You cover mobile in the last two questionnaires but I would add some questions around searching app stores in general, searching app stores for healthcare/mobile apps as well as questions on downloading mobile health apps. I would add a listing of the sub-categories of mobile health apps (consumer health apps for monitoring, reading, guidelines, training, etc.) to understand who is downloading and what they are downloading (and to what device). You have the distinction between home and work online search use in the questions, but I would add other options such as vacation, on the bus, church, coffee shop (not necessarily an internet café), etc. I know that may sound silly but I have seen it happen! People search/surf in the strangest places! Also, what types of devices do they most comfortably use to do these online searches? iPad? iPhone? Desktop? Playbook? Android?

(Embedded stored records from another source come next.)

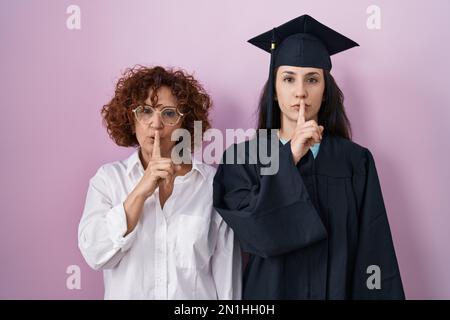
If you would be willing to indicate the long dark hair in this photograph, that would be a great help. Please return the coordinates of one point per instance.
(331, 116)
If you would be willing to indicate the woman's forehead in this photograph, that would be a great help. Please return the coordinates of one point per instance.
(299, 70)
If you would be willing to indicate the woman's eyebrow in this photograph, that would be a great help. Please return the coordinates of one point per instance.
(308, 74)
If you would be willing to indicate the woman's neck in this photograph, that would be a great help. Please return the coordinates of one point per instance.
(288, 128)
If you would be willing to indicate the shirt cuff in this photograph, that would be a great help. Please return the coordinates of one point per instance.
(116, 220)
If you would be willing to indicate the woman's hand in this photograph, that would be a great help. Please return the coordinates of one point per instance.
(306, 134)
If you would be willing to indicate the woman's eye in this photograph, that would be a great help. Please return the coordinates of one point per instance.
(147, 111)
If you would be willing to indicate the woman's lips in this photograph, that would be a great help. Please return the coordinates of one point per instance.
(297, 106)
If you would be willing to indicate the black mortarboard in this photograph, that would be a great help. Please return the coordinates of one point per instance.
(301, 42)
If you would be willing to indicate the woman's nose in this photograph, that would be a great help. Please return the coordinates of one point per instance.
(156, 122)
(300, 91)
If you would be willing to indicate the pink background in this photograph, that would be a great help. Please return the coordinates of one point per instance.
(55, 80)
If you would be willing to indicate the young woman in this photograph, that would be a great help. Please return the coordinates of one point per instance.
(316, 229)
(147, 223)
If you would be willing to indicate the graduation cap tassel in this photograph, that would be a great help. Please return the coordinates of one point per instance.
(269, 120)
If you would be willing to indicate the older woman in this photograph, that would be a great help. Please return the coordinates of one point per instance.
(147, 223)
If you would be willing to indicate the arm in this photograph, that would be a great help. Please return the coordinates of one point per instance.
(375, 246)
(271, 214)
(102, 229)
(227, 263)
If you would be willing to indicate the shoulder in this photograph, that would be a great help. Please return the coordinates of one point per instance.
(111, 172)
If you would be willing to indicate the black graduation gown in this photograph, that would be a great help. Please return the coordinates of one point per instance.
(311, 230)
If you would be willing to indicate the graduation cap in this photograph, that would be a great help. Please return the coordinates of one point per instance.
(301, 42)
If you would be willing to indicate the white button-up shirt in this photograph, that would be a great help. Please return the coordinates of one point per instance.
(183, 251)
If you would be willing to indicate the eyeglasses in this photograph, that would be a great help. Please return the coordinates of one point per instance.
(170, 116)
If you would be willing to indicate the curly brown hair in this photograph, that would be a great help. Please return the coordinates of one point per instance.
(132, 90)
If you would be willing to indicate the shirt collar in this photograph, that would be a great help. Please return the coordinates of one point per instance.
(134, 162)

3) Social media behaviour – You cover this in a few questions in the last two questionnaires but I would expand to include things such as Did you friend a complete stranger on Facebook because you saw that they had breast cancer (in profile description or perhaps in a post)? Did you ask one of your friends on Facebook to connect you with one of their friends because you knew they had breast cancer? Of course, you can replace Facebook with any social media tool (I.e. Twitter, Pinterest, etc.). What we are trying to ascertain here is if they moved from passive searching or passive review of material online (whether on a website or in a user group, etc.) to actively searching out people with like/similar conditions. Could also be sites like PatientsLikeMe, etc. Many of the ladies would never have made those connections with me at all (even by email or phone) if the contact did not come *friend pre-approved* (or least have the appearance of that).

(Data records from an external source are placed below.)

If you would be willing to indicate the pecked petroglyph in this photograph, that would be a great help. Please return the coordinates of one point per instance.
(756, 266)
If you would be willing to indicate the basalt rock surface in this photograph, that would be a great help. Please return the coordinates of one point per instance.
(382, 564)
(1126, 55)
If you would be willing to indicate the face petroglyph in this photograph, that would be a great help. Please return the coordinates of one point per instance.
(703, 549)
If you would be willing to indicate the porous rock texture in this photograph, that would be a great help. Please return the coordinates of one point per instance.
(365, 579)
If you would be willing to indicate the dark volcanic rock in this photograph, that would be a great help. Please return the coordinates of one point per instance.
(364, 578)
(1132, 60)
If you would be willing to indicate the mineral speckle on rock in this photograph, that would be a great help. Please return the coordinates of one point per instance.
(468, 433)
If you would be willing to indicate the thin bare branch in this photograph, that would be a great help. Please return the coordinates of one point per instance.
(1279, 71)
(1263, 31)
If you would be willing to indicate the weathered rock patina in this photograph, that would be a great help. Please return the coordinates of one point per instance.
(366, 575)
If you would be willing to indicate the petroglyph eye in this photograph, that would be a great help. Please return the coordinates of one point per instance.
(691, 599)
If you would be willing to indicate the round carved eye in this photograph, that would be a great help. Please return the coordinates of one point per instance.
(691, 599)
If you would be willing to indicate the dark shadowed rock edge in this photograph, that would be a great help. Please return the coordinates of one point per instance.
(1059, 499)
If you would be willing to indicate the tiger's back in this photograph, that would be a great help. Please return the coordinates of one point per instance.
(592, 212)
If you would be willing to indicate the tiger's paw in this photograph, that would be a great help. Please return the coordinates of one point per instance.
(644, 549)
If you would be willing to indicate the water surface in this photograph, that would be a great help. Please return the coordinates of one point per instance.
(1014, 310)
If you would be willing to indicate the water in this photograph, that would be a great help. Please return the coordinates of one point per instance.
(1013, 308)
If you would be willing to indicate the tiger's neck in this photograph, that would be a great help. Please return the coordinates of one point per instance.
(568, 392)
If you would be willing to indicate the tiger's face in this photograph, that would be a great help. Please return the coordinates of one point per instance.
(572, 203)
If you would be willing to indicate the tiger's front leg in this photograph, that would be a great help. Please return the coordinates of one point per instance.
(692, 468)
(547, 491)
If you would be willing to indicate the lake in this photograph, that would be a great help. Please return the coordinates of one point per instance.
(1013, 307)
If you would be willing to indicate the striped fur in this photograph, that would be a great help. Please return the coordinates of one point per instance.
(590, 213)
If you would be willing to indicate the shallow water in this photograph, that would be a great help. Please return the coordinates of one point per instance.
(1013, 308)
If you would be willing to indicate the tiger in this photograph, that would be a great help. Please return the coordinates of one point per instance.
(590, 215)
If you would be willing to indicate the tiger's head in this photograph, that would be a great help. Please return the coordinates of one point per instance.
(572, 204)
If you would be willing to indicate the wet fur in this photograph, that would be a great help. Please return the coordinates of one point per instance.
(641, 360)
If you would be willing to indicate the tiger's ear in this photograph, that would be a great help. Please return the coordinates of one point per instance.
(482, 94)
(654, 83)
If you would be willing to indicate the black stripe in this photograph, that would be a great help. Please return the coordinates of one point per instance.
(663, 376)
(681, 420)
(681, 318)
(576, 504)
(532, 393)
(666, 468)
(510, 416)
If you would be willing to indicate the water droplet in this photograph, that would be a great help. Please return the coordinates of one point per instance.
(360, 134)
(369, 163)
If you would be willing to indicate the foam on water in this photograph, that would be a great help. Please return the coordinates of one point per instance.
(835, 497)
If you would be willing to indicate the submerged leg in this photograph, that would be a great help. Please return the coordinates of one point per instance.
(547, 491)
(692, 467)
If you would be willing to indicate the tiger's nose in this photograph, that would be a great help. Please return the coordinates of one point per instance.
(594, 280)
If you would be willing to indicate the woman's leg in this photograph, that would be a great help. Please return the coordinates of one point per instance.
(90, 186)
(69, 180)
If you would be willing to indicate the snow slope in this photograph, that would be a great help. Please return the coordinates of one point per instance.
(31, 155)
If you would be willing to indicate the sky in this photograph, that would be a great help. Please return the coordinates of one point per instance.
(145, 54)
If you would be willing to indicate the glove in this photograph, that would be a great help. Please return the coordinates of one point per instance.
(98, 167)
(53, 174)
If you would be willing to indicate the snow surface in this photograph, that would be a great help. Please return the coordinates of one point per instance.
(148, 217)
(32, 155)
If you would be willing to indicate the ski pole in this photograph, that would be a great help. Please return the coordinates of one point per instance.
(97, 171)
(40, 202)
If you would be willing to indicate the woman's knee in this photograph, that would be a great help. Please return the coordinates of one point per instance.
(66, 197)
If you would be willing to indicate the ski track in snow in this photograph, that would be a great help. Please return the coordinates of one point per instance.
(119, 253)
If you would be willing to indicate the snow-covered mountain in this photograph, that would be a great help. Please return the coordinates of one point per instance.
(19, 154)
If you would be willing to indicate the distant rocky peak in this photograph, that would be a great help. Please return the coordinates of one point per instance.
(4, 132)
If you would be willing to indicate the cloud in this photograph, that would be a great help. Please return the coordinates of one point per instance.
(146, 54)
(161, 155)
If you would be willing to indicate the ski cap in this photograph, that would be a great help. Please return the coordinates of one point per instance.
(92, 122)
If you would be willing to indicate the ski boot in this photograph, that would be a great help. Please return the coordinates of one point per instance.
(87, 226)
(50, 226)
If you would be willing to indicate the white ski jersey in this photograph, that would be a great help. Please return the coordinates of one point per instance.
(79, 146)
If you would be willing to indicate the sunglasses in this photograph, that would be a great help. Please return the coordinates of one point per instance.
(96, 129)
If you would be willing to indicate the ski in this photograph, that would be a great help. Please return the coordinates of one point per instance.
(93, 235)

Lastly, it is simply updating the tools and apps identified in your questionnaire to circa 2012. You could add browsers such as Firefox, Safari, Mozilla, Opera, etc. Maybe add 3G, 4G options for networks (we all know how quickly we get frustrated with search when the network sucks). Mobiles devices such as BB, iPad, iPhone, Playbook, etc. and OS’s such as iOS, Android, Blackberry OS. This last point could be overkill but it would certainly show the healthcare industry where the consumer is going and perhaps even why (I.e. Usability, network performance, device performance, etc. ). Many of the ladies I work with each have differing tools and like different browsers etc. This has a huge impact on not only what they find online but how they find it.
I hope this all makes sense Susannah!
If a t-con makes more sense, I would be more than happy to chat.
Keep me posted on when the new questionnaire goes out – I would love to see how it goes!
This is just one example of many acts of generosity I’ve experienced in being part of what I call the “health geek tribe.”
Bottom line: It’s an honor to receive this level of peer review from an expert like Carrie Handley.
For further inspiration, please see:
What I’ve Learned as an Academic Blogger, by Jason Hepler (my favorite points: Twitter and blogs are as valuable as conferences. Your digital presence generates real relationships.)
New Science Papers Prove NASA Failed Big Time In Promoting Supposedly Earth-Shaking Discovery That Wasn’t, by Matthew Herper (my summary: formal peer review failed, but community peer review didn’t)
What inspires you? What questions do you have about any of the above? And of course, what questions do you think we should include in the upcoming health survey?